In My Dark Vanessa Kate Elizabeth Russell takes Lolita and shifts the perspective to that of the abused girl. However, the pedophile here is not an unintentionally-funny, delusional, and ultimately pathetic Humbert Humbert. Quite the opposite, Jacob Strane (think of Strange), the 15 years old Vanessa’s English teacher, is an experienced and masterful manipulator, and he cynically preys upon Vanessa’s loneliness and desperation to be thought of as special. Early on he tells her that she has “something these dime-a-dozen overachievers (her fellow classmates) can only dream of.” Proving he is a master of the back-handed compliment as well.

Nabokov and Lolita feature prominently in this brilliant and creepy book. The title comes from Nabokov’s Pale Fire, which Strane is pleased to inform Vanessa has a passage where my dark Vanessa is rhapsodized as an admirable butterfly to be worshiped and caressed. Strane’s “grooming” of Vanessa also includes giving her his copy of Lolita, with his hand-written notes in the margins. Yeah, Strane is a disgusting creep, but Vanessa craves this attention, so she is incapable of seeing it. Or (just as concerning) she won’t acknowledge seeing it.

The story jumps between two periods in Vanessa’s life: her high school and college years (between 2000 and 2007) and 2017 at the height of the Me Too movement when she is 32 years old.

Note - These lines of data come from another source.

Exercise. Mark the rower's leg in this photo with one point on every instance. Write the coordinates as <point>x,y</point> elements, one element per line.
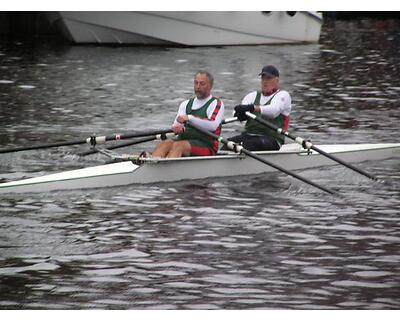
<point>179,149</point>
<point>162,149</point>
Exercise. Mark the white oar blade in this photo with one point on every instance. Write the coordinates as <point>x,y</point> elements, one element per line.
<point>92,177</point>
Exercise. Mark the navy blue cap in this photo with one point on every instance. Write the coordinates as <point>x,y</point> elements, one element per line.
<point>269,71</point>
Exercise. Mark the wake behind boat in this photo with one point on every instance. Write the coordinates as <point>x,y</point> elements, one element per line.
<point>290,156</point>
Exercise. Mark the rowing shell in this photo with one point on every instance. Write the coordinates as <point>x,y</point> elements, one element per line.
<point>290,156</point>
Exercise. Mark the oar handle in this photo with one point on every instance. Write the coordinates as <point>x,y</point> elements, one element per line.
<point>239,149</point>
<point>93,140</point>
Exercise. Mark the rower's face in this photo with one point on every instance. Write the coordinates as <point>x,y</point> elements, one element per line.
<point>269,84</point>
<point>202,86</point>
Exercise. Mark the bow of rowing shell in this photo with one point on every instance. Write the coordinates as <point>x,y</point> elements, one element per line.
<point>291,156</point>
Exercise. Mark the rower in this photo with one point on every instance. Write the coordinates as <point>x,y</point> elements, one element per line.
<point>273,105</point>
<point>203,110</point>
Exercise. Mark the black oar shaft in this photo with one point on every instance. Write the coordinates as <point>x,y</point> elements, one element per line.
<point>309,145</point>
<point>121,145</point>
<point>93,140</point>
<point>43,146</point>
<point>240,149</point>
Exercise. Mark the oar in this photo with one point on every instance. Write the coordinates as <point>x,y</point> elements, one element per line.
<point>121,145</point>
<point>308,145</point>
<point>93,140</point>
<point>162,137</point>
<point>239,149</point>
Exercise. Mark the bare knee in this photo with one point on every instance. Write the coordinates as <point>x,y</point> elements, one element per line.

Much like Humbert Humbert, Vanessa is an unreliable narrator who ends up deceiving no one but herself (again like Humbert Humbert, but without the ridiculous name). Initially, she refuses to accept that she has even been abused, as she insists the relationship (despite the obvious imbalance of power) was consensual. And she continues to grapple with the effects of the abuse well into adulthood. “I always seem to end up going out with . . . men who claim to be turned on by strength but can only handle women who act like girls.” Having the two timelines is effective. The reader sees how the sexual abuse of children was ignored even into the early 2000s, and then how it is everything but ignored at the height of the Me Too movement – where victims are pressured into telling their stories whether they want to or not. The reader experiences how the adult Vanessa begins to come to terms with the years of abuse. It isn’t pretty or romantic, but in a way it is heroic.

Regardless of its title, Lolita’s story was not told in Lolita. In My Dark Vanessa, it is. And the change of perspective (especially in light of the Me Too movement) is devastating. Because they have earned it, Vanessa and Lolita shall have the final words here. “What could we have done? We were just girls. . . . [It’s] not that we were helpless by choice, but that the world forced us to be. Who would have believed us, who would have cared?”